2) ALTERATION OF VYANA VATA (intense psychic tension with arterial hypertension).

3) PREVALENT ALTERATION OF SADAKA PITTA (mild state of anxiety, emotional tension or slight decrease in mood). Alterations of Samana Vata, Pachaka and Ranjaka Pitta can coexist.


In this case there may be a psychic disorder of greater intensity or of a psychiatric nature; psychopathology can be included in the cases of Vyadhis, that is, a pathology that can have physical, psychological or metaphysical correlates and that concerns Bhuta Vidya. The therapeutic indications and methods of intervention are different and in severe cases require the organization of a structure with specialized Ayurvedic doctors and technicians.

In all these conditions we must always treat Apana Vata.

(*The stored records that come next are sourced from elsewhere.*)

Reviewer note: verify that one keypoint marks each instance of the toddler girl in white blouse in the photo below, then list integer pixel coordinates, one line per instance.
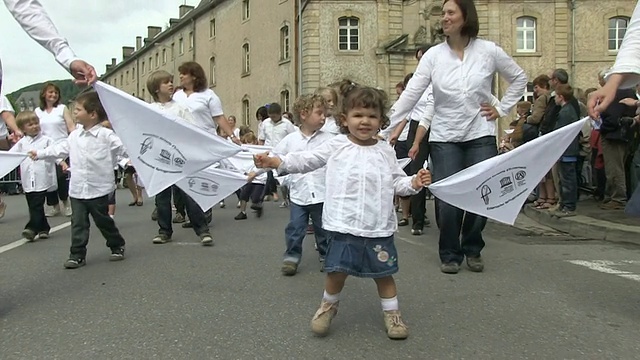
(362, 177)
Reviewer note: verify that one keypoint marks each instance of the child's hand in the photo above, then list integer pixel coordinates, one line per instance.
(422, 179)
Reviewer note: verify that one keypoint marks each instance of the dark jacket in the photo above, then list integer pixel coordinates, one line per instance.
(567, 115)
(548, 123)
(617, 118)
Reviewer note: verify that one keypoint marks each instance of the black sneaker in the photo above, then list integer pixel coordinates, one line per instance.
(74, 263)
(28, 234)
(117, 254)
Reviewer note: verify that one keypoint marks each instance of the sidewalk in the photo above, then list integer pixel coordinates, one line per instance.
(591, 222)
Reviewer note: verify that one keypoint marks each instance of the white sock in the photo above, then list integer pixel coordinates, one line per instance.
(389, 304)
(331, 299)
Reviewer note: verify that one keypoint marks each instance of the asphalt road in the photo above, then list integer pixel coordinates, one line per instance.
(541, 297)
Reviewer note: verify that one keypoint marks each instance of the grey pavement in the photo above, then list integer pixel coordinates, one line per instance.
(544, 295)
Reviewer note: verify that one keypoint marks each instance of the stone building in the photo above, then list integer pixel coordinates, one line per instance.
(255, 51)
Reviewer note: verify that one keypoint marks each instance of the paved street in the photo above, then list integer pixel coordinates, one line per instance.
(541, 297)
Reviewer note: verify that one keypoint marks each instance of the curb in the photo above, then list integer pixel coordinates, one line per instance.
(587, 227)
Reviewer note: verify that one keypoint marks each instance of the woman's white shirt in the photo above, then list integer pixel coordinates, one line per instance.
(53, 123)
(360, 184)
(459, 89)
(204, 106)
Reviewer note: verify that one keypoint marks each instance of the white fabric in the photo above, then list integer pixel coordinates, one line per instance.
(628, 58)
(5, 105)
(164, 148)
(498, 187)
(52, 123)
(10, 161)
(210, 186)
(360, 185)
(38, 175)
(92, 153)
(274, 132)
(330, 126)
(36, 23)
(308, 188)
(173, 107)
(459, 87)
(204, 106)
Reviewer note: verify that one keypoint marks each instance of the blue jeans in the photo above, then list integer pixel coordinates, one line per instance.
(296, 230)
(460, 231)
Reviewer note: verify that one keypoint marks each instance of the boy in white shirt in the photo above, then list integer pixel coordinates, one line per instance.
(93, 150)
(160, 86)
(38, 177)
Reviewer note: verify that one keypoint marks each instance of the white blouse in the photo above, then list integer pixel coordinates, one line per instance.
(628, 59)
(204, 106)
(460, 87)
(38, 175)
(52, 123)
(360, 184)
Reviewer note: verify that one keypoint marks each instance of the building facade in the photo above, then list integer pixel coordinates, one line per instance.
(257, 51)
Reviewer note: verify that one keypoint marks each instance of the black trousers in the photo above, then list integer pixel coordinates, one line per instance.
(37, 220)
(98, 208)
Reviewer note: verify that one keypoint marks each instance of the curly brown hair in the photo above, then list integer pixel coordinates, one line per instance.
(197, 72)
(356, 96)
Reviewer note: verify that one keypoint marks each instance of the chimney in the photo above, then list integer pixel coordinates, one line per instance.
(153, 31)
(127, 51)
(184, 9)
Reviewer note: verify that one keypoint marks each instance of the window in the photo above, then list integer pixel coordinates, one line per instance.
(212, 70)
(246, 59)
(528, 93)
(617, 29)
(284, 100)
(526, 34)
(246, 111)
(284, 43)
(245, 10)
(348, 34)
(212, 28)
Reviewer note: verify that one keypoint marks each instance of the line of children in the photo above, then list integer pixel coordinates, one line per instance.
(92, 149)
(358, 214)
(160, 86)
(38, 177)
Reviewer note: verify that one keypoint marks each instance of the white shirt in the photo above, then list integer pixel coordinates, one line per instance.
(176, 109)
(34, 20)
(273, 133)
(38, 175)
(360, 185)
(459, 87)
(330, 126)
(309, 188)
(52, 123)
(92, 155)
(204, 106)
(5, 105)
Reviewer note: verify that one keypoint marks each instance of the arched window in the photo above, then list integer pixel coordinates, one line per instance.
(349, 33)
(526, 34)
(617, 28)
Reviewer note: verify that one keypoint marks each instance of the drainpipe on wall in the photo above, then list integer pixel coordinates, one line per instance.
(573, 40)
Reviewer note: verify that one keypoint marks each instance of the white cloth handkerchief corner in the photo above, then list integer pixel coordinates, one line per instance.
(498, 187)
(163, 148)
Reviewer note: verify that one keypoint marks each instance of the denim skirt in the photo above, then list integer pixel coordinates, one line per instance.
(360, 256)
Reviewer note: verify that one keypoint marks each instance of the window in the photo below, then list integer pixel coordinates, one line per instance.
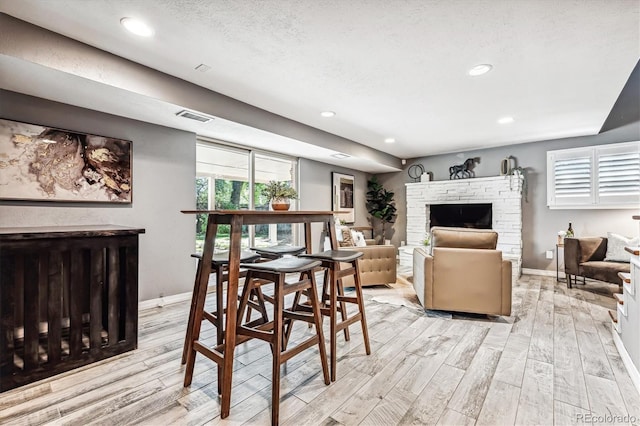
(229, 178)
(604, 176)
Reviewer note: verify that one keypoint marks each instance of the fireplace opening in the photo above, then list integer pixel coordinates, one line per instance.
(461, 215)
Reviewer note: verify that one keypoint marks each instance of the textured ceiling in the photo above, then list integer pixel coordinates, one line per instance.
(388, 68)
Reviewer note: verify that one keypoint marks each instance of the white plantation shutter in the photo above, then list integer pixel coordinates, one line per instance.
(618, 174)
(605, 176)
(573, 177)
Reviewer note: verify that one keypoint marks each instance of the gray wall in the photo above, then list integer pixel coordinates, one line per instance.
(163, 179)
(540, 224)
(316, 188)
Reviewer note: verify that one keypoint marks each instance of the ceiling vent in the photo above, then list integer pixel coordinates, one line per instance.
(192, 115)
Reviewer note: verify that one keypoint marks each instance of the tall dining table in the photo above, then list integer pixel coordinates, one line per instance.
(223, 353)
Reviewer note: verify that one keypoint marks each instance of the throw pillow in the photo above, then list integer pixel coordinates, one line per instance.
(615, 247)
(347, 239)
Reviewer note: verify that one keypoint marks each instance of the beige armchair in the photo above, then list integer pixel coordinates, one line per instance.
(465, 273)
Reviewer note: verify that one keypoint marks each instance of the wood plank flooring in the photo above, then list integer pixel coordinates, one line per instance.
(551, 362)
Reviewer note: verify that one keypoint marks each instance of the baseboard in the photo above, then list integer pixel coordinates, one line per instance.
(626, 359)
(162, 301)
(542, 272)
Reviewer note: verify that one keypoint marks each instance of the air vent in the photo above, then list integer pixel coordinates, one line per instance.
(192, 115)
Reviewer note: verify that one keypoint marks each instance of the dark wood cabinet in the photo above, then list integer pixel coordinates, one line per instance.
(68, 297)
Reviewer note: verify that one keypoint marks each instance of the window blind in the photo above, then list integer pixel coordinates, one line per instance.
(573, 177)
(604, 176)
(619, 174)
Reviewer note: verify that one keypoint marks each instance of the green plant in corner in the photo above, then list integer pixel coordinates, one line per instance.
(380, 205)
(520, 171)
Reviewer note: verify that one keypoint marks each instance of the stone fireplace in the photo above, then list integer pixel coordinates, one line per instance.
(504, 193)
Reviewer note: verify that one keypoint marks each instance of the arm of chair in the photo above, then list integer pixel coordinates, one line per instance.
(423, 276)
(578, 250)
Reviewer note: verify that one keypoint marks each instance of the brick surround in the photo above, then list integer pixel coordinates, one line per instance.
(503, 192)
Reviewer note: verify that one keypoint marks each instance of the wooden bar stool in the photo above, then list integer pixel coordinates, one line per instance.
(273, 332)
(333, 292)
(219, 265)
(276, 252)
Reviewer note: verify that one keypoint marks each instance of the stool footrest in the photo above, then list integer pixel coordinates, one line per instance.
(346, 323)
(259, 332)
(298, 316)
(286, 355)
(212, 317)
(345, 272)
(209, 353)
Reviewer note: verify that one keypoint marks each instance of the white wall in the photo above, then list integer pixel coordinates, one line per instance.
(163, 184)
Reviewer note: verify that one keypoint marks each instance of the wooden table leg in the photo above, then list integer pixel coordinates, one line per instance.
(232, 309)
(200, 288)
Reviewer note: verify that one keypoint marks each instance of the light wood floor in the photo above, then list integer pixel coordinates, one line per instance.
(552, 362)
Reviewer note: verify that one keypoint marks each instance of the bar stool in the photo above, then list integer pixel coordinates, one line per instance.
(333, 291)
(219, 265)
(272, 253)
(273, 332)
(276, 252)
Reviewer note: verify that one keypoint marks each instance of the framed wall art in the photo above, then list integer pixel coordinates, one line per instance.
(343, 193)
(41, 163)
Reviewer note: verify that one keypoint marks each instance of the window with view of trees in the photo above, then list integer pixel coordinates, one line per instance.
(223, 182)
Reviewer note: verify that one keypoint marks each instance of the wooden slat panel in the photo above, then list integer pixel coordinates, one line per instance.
(131, 285)
(54, 308)
(113, 299)
(77, 284)
(8, 283)
(95, 299)
(32, 271)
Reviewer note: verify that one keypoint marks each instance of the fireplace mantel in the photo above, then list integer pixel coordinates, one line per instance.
(503, 192)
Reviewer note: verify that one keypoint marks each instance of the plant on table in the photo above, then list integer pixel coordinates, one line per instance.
(280, 194)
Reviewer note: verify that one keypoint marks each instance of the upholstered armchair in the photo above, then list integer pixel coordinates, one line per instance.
(378, 264)
(465, 273)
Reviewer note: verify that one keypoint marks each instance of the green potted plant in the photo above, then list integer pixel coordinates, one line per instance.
(380, 205)
(280, 194)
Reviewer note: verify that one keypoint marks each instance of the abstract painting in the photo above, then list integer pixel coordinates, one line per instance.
(49, 164)
(343, 186)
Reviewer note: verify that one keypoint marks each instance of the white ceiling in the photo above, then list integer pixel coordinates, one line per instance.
(388, 68)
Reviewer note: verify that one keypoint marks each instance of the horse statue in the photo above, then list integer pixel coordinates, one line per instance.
(464, 170)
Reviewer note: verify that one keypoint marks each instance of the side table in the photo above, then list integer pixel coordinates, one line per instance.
(558, 247)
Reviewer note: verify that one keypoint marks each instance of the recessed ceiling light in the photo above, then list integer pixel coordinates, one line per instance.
(202, 68)
(480, 69)
(137, 27)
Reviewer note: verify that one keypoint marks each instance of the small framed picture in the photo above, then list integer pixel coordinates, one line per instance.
(342, 197)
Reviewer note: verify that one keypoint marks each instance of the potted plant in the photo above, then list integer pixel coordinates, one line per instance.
(380, 205)
(280, 194)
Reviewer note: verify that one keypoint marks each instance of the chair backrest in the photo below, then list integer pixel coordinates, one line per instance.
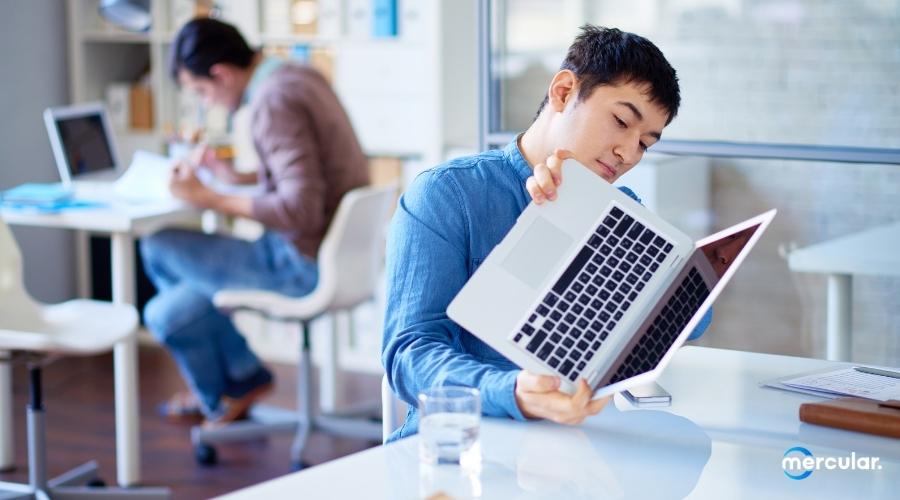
(351, 255)
(18, 311)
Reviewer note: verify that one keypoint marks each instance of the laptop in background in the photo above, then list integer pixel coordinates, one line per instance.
(596, 286)
(82, 143)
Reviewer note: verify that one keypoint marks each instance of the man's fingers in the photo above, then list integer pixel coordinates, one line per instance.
(545, 181)
(531, 382)
(596, 405)
(555, 161)
(536, 194)
(582, 395)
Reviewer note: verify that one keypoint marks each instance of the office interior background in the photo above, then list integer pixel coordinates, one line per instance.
(787, 104)
(824, 75)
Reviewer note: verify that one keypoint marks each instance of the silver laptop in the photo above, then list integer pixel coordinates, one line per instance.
(596, 286)
(82, 143)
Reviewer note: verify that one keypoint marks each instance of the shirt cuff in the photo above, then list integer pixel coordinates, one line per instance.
(507, 395)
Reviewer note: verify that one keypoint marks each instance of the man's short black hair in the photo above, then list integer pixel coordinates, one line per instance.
(203, 42)
(608, 56)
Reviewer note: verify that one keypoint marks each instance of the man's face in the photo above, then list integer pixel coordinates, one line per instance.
(610, 130)
(217, 90)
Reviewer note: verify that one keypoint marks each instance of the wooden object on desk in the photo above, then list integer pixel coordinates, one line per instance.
(855, 414)
(141, 109)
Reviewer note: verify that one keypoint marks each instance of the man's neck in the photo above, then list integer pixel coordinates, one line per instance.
(249, 71)
(532, 142)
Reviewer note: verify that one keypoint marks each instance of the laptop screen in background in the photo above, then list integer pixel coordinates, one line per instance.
(85, 144)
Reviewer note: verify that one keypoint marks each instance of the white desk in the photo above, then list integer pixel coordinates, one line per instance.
(872, 252)
(123, 222)
(724, 437)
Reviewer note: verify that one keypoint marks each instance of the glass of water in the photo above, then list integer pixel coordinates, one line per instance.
(448, 427)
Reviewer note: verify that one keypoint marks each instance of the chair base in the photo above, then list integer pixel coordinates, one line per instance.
(82, 482)
(267, 420)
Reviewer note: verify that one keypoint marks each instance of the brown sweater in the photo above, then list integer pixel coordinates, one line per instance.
(308, 153)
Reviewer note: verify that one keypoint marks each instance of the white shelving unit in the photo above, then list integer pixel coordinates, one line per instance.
(412, 95)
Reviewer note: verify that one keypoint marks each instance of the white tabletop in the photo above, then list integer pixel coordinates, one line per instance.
(872, 252)
(112, 217)
(724, 437)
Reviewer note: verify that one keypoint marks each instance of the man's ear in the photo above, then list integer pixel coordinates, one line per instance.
(221, 72)
(563, 88)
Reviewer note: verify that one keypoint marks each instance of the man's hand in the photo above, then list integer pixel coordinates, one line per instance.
(203, 155)
(185, 185)
(547, 177)
(538, 396)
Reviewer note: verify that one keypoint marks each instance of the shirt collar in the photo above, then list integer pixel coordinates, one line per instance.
(262, 71)
(514, 156)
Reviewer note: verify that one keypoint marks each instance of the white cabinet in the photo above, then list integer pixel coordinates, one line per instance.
(412, 95)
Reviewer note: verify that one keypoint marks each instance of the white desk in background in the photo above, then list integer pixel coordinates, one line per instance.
(873, 252)
(123, 222)
(723, 437)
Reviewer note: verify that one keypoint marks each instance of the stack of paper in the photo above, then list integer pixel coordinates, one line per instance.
(845, 381)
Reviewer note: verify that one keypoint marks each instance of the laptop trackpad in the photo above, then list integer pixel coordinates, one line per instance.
(537, 252)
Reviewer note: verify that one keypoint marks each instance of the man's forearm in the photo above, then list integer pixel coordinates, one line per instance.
(237, 206)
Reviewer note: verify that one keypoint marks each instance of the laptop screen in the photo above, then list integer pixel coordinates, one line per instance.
(85, 144)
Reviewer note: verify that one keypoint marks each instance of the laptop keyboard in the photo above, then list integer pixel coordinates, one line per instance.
(574, 319)
(670, 321)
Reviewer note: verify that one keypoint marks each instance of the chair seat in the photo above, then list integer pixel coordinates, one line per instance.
(77, 327)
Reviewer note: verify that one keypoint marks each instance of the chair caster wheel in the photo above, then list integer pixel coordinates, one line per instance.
(96, 483)
(205, 454)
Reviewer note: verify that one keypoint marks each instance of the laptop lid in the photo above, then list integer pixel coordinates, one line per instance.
(82, 142)
(713, 263)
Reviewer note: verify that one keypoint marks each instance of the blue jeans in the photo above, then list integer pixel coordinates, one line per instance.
(188, 268)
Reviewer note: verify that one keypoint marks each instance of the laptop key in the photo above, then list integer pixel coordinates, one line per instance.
(577, 263)
(635, 230)
(536, 341)
(545, 351)
(623, 225)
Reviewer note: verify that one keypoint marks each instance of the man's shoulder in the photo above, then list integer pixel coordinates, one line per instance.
(478, 167)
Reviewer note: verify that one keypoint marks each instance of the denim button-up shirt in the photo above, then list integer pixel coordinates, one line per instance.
(446, 224)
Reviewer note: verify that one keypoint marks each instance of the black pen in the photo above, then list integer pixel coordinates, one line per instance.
(876, 371)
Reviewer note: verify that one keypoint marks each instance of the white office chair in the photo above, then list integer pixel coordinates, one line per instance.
(389, 415)
(30, 332)
(349, 261)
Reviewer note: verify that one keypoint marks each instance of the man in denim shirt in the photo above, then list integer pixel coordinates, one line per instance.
(610, 101)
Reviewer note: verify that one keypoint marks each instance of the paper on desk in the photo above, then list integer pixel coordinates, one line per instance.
(146, 179)
(849, 382)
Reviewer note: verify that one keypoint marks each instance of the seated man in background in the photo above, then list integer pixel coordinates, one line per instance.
(309, 157)
(607, 104)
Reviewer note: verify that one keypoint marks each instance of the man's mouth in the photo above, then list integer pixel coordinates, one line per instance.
(607, 171)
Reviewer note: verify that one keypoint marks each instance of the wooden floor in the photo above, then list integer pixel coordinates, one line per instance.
(78, 394)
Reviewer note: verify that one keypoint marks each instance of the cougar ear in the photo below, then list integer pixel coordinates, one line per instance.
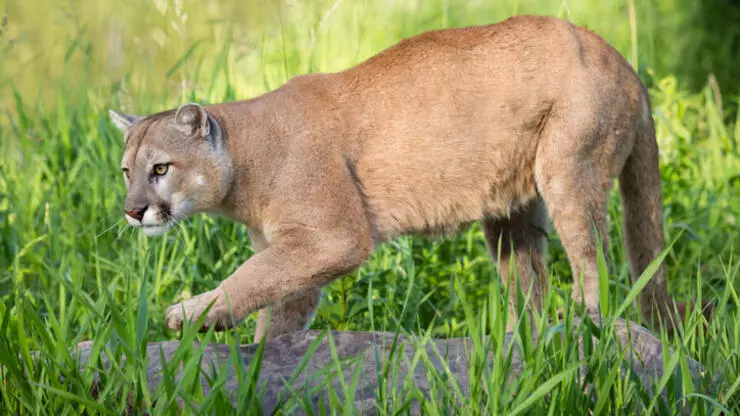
(124, 122)
(192, 118)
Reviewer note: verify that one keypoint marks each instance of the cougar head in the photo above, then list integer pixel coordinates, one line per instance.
(174, 164)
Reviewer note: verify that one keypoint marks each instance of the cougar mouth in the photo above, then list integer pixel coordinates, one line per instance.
(155, 220)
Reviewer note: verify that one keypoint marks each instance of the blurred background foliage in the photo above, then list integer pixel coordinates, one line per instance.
(162, 48)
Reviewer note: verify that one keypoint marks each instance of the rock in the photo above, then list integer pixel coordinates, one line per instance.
(282, 356)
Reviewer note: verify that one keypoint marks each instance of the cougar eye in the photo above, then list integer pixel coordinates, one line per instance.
(161, 169)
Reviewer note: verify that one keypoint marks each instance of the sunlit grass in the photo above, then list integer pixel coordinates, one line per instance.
(71, 271)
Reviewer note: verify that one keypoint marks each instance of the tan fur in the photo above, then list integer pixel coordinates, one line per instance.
(505, 124)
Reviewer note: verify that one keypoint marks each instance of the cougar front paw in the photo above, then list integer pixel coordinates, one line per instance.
(219, 316)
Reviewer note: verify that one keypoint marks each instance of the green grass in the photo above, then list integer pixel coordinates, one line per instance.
(70, 271)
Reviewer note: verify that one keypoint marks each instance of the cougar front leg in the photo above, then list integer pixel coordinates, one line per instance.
(299, 261)
(289, 315)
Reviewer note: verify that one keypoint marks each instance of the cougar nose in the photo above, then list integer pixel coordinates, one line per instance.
(137, 213)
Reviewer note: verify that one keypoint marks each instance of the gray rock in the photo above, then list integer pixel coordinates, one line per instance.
(282, 356)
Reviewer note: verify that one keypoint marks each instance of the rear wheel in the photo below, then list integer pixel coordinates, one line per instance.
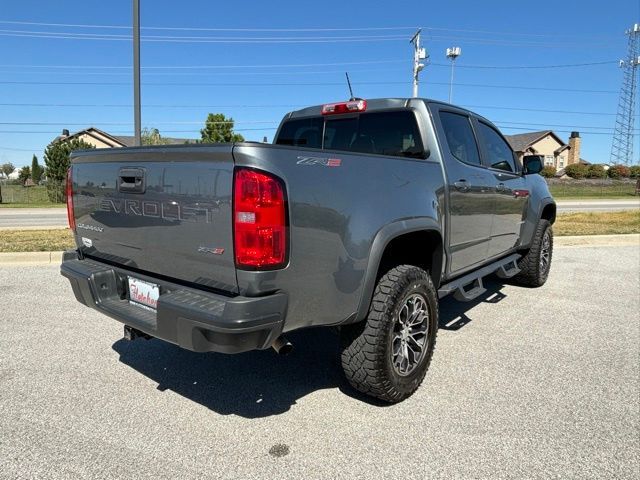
(536, 263)
(387, 355)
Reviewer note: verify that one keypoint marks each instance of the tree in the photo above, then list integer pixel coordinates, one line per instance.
(36, 170)
(151, 136)
(56, 158)
(7, 169)
(219, 129)
(25, 173)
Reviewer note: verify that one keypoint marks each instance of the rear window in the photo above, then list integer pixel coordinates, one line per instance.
(382, 133)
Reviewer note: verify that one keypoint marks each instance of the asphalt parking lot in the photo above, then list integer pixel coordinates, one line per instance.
(525, 383)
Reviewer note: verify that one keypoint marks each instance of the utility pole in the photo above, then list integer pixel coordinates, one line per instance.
(452, 54)
(418, 54)
(624, 132)
(136, 72)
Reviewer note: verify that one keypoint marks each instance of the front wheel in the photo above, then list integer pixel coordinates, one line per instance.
(387, 355)
(536, 263)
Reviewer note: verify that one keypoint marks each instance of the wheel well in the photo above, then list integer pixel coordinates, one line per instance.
(549, 213)
(422, 248)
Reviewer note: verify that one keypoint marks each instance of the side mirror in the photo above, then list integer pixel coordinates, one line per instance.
(533, 164)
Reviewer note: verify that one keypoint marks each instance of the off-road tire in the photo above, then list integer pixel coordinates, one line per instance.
(366, 347)
(532, 272)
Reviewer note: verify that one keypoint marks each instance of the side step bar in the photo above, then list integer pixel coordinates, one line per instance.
(470, 286)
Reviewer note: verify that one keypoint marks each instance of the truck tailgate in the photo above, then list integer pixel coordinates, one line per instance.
(163, 211)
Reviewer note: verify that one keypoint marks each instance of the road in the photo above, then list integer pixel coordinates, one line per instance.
(568, 206)
(24, 218)
(524, 383)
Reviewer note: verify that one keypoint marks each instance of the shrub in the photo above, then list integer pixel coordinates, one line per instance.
(619, 171)
(56, 158)
(548, 172)
(576, 170)
(596, 171)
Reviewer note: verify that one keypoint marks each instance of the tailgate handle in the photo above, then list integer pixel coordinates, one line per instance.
(131, 180)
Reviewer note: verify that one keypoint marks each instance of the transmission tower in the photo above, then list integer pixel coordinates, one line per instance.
(623, 135)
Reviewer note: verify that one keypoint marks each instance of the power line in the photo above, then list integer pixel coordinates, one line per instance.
(302, 39)
(315, 84)
(320, 29)
(199, 67)
(274, 122)
(494, 107)
(298, 105)
(185, 39)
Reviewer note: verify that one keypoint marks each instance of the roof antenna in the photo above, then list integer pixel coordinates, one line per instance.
(350, 90)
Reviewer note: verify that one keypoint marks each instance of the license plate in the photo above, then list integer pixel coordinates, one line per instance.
(143, 294)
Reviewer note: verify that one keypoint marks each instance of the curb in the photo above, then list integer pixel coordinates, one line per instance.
(632, 239)
(30, 258)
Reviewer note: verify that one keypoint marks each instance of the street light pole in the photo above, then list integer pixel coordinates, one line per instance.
(136, 73)
(418, 54)
(452, 54)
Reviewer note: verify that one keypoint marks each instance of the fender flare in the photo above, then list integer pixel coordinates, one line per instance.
(531, 223)
(384, 236)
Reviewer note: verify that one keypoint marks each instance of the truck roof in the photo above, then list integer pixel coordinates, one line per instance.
(374, 104)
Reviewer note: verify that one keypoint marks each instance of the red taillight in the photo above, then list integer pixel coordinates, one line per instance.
(344, 107)
(259, 220)
(69, 195)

We must correlate these alterations of the Doshas to the Dhātus keeping in mind the “Dosha Dhātu Sammurchana”, that is the interaction between the spoiled Doshas and the tissues. In a functional condition the Doshas, the Dhātus and the Mala are free to move in a functional way. If due to a defect in the Srotas we do not have a functional movement of the Doshas and Dhatus, the onset of a dysfunction that over time becomes pathology occurs.

For the prevalent Vata and Pitta alterations it is necessary to indicate to the patient all the prescriptions useful for the maintenance of health as described above, adding the MAP preparations to a more intense dosage, in accordance with what has been detected through the Nadi Vigyan in the patient.

In cases of more severe mental disorder, with the intense compromise of Prana Vata and Sadaka Pitta, therefore states of mild anxiety and moderate decrease in mood, or if relationship problems coexist, we can suggest an integration with an effective form of psychological short therapy and if this type of intervention cannot be implemented, low-dose psychopharmaceuticals can be integrated in accordance with the particular detection of a specialist, mainly benzodiazepines, hypno-inducers and SSRIs (Selective inhibitors of serotonin reuptake).

It is important to follow the patient with frequent checks.

These indications and evaluations have a certain degree of variability in relation to the detection made by the attending physician and represent some suggestions for an immediate approach to stress and distress in an emergency condition such as that experienced during the Covid-19 pandemic.